The decision by U.S. District Judge Dale S. Fischer removes the only marquee name from the list of defendants in the long-awaited trial, which is slated to start Feb. 27 with jury selection.
“We are very pleased with the decision,” attorney Terree Bowers said outside the courtroom, standing next to a beaming Christensen. “We have said for a while that he should not be [prosecuted] with the other people, and we are grateful that the court has agreed.”
Prosecutors had no comment on the judge’s ruling, one of just a few to go against the government in the long-running case.
The Pellicano investigation, with its hints of celebrity secrets and skulduggery in executive suites, has long riveted Los Angeles’ legal and entertainment circles. Christensen, 67, was one of more than a dozen people charged in an FBI probe -- into the alleged bribery of law enforcement officers, high-tech eavesdropping, blackmail, witness intimidation and other bids to corrupt the judicial system -- that has centered on investigator-to-the-stars Pellicano, who is accused of wiretapping celebrities including Sylvester Stallone and Keith Carradine.
Christensen is charged with paying Pellicano $100,000 to wiretap the former wife of Christensen’s longtime client, Kirk Kerkorian, to gain a tactical edge in a bitter child-support case between the billionaire and his wife, Lisa Bonder Kerkorian. Christensen had long helped Kerkorian, one of the nation’s richest people, oversee a vast empire that includes the MGM Grand and Bellagio hotels and, until last year, the MGM studio.
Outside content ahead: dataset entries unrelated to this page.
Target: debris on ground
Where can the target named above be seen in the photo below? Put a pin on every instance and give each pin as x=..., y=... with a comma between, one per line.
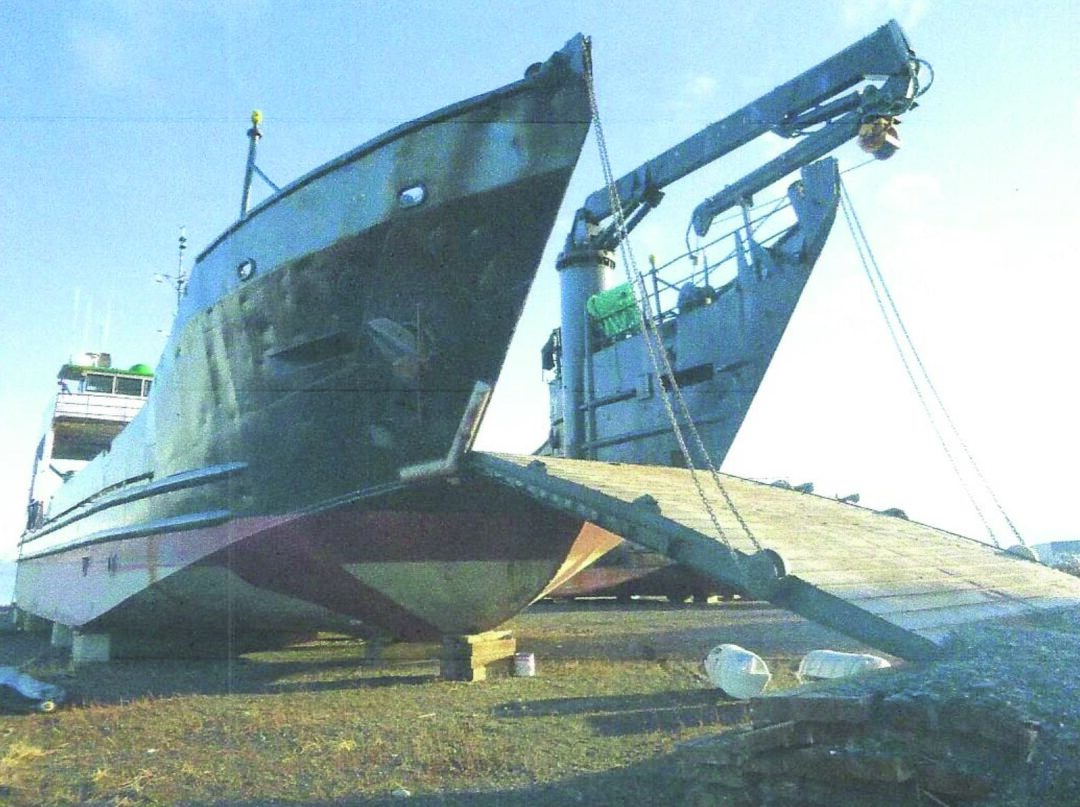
x=21, y=693
x=996, y=721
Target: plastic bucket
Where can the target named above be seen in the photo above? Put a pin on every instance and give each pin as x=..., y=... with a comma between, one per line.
x=740, y=673
x=835, y=664
x=525, y=664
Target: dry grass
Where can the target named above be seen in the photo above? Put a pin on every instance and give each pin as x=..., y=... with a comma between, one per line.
x=320, y=724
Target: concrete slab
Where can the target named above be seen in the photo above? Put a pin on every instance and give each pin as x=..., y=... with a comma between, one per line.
x=891, y=582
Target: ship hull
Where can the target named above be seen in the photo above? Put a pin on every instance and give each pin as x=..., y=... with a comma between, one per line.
x=426, y=562
x=332, y=338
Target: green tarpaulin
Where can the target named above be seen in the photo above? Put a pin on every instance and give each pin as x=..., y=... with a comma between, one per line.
x=615, y=311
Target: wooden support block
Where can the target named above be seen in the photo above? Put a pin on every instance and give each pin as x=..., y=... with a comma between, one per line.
x=469, y=657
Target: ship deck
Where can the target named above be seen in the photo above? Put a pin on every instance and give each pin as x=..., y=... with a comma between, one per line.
x=895, y=584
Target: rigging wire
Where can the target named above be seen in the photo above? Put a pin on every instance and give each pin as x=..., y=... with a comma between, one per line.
x=653, y=341
x=893, y=322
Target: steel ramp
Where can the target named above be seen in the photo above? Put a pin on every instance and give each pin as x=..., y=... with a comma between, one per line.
x=892, y=583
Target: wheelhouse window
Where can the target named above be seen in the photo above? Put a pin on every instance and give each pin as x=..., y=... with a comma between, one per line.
x=98, y=382
x=129, y=386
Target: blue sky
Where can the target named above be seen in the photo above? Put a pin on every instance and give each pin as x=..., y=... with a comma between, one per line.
x=122, y=121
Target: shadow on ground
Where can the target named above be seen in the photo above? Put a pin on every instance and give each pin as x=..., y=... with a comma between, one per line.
x=122, y=681
x=620, y=787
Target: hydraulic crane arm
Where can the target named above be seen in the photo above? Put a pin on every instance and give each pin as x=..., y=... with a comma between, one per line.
x=806, y=101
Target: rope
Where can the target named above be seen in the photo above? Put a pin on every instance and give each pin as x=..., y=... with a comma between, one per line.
x=882, y=295
x=653, y=340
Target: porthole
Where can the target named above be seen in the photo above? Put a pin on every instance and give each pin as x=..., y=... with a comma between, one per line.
x=412, y=197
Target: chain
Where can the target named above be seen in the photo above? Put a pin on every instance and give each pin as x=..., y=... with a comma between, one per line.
x=653, y=340
x=881, y=295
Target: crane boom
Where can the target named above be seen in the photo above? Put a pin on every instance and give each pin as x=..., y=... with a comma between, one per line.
x=806, y=101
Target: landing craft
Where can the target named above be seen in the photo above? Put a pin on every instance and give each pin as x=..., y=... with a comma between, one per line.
x=296, y=460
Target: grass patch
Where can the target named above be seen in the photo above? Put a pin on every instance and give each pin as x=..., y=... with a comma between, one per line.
x=321, y=724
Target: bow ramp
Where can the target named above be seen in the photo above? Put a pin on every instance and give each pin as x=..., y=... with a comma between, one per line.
x=892, y=583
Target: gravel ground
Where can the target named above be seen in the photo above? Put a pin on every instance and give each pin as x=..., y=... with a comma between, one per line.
x=1030, y=666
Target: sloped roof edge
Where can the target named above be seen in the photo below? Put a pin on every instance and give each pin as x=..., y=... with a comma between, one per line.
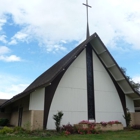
x=49, y=75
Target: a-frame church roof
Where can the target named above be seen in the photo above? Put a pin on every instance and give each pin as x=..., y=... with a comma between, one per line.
x=102, y=53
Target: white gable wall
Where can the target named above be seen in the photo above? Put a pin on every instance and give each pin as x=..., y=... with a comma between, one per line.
x=37, y=99
x=71, y=94
x=108, y=106
x=129, y=104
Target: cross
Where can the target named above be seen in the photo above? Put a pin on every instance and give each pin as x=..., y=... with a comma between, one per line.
x=88, y=6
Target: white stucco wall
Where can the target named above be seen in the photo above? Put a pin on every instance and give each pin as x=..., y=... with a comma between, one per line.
x=71, y=95
x=129, y=104
x=37, y=99
x=108, y=106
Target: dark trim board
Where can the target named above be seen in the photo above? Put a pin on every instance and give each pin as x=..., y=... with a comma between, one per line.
x=119, y=90
x=90, y=83
x=50, y=91
x=49, y=94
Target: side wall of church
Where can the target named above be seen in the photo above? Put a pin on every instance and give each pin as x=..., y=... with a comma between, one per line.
x=129, y=104
x=71, y=94
x=37, y=99
x=108, y=106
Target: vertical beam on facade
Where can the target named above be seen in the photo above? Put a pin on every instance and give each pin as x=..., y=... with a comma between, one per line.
x=90, y=83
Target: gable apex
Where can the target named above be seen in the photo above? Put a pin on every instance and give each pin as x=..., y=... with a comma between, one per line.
x=46, y=78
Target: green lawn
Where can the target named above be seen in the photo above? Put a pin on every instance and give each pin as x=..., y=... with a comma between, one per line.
x=121, y=135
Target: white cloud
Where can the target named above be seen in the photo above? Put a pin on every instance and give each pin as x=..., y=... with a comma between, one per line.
x=3, y=38
x=4, y=50
x=11, y=58
x=136, y=79
x=11, y=85
x=19, y=36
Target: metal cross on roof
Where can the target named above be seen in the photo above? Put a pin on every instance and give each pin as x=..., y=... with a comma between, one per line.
x=87, y=6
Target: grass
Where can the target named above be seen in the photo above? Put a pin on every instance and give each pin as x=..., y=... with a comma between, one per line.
x=120, y=135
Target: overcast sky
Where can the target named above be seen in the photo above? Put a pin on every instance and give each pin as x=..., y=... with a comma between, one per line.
x=34, y=34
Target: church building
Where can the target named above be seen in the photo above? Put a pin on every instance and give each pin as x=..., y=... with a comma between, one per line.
x=86, y=84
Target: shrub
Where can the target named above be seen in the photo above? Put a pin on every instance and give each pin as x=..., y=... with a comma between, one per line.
x=68, y=128
x=89, y=130
x=4, y=122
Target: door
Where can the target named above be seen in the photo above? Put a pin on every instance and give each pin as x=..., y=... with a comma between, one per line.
x=20, y=116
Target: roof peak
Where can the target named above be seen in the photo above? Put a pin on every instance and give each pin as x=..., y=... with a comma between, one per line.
x=87, y=6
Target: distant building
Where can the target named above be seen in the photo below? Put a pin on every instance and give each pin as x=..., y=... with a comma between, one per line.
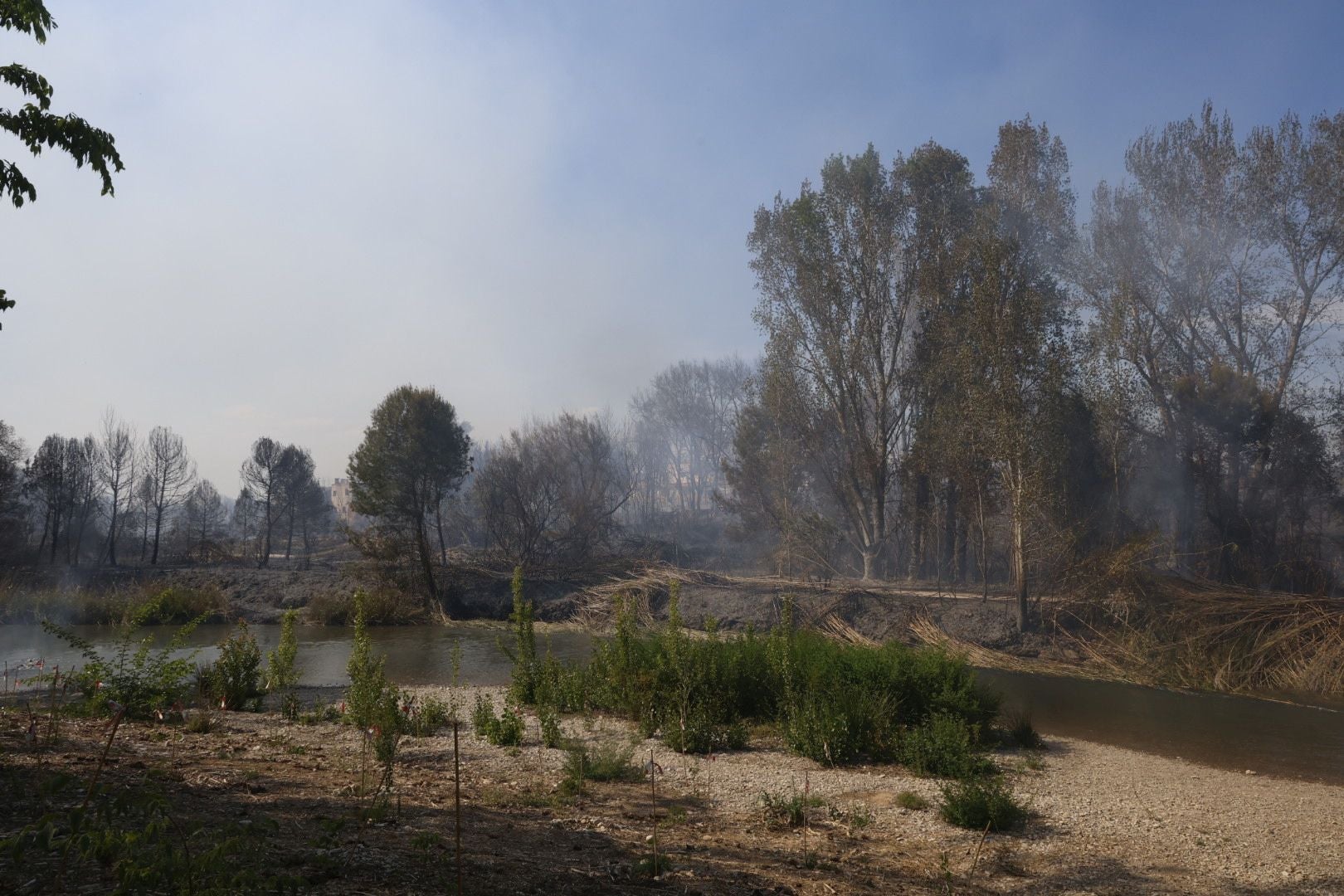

According to the indictment, the wiretapping of Lisa Kerkorian began March 15, 2002, when an attorney called Pellicano and told him to contact Christensen about “going after” the wife’s attorney in the child-custody dispute. During snippets of alleged conversations included in the indictment, Pellicano alluded to eavesdropping on conversations between Lisa Kerkorian and her attorneys that could help Christensen with a court hearing. Pellicano also told Christensen to “be careful” about the information he was receiving from the private eye because “there is only one way for me to know this,” the indictment said. From the outset, however, Christensen insisted that he had never participated in wiretapping and turned to Pellicano only to investigate death threats and extortion attempts against Kirk Kerkorian and his young daughter.
His attorneys argued that even the indictment posited only a minor role for Christensen in Pellicano’s schemes, spanning three months -- from March to May 2002 -- and two of 111 indictment counts, one each of conspiracy and wiretapping.
In the last several months, as a mountain of government documents and tapes were shared with defense attorneys, Christensen’s lawyers said that trying him with the other defendants would prejudice his chances at acquittal.
“This is a big win for the Christensen defense,” said Loyola Law School professor Laurie Levenson, who has closely followed the case.